IDN domain names begin with xn--. These include extended UTF-8 characters in domain names. For example, did you know that "♡ .com" is a valid domain name? Yes, "love heart dot com"! To verify the domain name, you need to allow http: // xn-- c6h.com/ to be verified.
Please note that in order to use this regular expression you need to convert the domain to lowercase and also use the IDN library to provide encoding of domain names in ACE (also known as "ASCII-compatible encoding"). One good library is GNU-Libidn.

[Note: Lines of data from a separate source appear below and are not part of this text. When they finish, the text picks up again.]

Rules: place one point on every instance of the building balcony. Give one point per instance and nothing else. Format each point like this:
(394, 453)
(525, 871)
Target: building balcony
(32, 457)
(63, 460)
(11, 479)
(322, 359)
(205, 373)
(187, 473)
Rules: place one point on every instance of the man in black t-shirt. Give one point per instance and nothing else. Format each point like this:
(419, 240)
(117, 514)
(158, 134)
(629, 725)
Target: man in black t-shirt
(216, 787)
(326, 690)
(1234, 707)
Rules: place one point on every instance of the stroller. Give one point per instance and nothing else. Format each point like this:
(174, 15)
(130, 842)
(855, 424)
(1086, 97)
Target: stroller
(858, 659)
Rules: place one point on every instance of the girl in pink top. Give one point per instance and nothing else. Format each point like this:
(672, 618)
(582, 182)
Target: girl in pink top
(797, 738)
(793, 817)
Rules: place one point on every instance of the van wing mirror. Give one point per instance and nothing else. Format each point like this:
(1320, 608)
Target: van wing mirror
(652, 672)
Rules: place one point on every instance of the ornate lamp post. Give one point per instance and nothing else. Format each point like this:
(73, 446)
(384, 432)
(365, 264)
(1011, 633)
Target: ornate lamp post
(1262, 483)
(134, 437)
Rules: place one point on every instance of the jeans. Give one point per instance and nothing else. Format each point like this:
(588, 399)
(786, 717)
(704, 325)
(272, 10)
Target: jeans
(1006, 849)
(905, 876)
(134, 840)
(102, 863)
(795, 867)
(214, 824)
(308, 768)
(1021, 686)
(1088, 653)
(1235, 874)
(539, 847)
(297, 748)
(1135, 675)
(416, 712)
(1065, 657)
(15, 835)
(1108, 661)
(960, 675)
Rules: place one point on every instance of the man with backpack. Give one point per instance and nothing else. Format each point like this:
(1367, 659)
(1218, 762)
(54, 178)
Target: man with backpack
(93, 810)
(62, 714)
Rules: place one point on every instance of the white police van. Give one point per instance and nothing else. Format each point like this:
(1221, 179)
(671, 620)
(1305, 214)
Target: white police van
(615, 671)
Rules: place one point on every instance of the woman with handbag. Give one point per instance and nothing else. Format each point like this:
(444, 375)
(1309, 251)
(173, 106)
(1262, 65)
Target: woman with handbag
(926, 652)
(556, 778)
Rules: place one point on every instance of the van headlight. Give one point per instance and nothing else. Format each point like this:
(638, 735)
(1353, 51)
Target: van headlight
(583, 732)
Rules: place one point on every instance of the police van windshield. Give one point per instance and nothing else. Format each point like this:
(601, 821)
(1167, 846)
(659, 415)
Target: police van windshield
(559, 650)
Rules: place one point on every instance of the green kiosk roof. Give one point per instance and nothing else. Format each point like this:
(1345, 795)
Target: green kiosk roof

idn (1) is the command line interface for the internationalized domain name library. In the following example, the host name in UTF-8 is converted to ACE encoding. The resulting URL is https: // nic. xn-- flw351e / can then be used as the ACE-encoded equivalent of https: // nic. 谷 歌 / .
$ idn
This magical regex should cover most domains (although I'm sure there are many valid edge cases that I missed):
^((?!-))(xn--)?[a-z0-9][a-z0-9-_]{0,61}[a-z0-9]{0,1}\.(xn--)?([a-z0-9\-]{1,61}|[a-z0-9-]{1,30}\.[az]{2,})$
When choosing a domain validation regular expression, you should see if the domain matches the following:
- xn-- stackoverflow.com
- Stackoverflow xn-- com
- stackoverflow.co.uk
If these three domains do not pass, your regular expression may not allow valid domains!
Visit the internationalized domain name support page in the Oracle International Language Language Guide for more information.
Feel free to try regex here: http://www.regexr.com/3abjr
ICANN maintains a list of delegated domains that you can use to view some sample IDN domains.
Edit:
^(((?!-))(xn--|_{1,1})?[a-z0-9-]{0,61}[a-z0-9]{1,1}\.)*(xn--)?([a-z0-9][a-z0-9\-]{0,60}|[a-z0-9-]{1,30}\.[az]{2,})$
This regex will stop domains that have a "-" at the end of the host name as marked as valid. In addition, it allows an unlimited number of subdomains.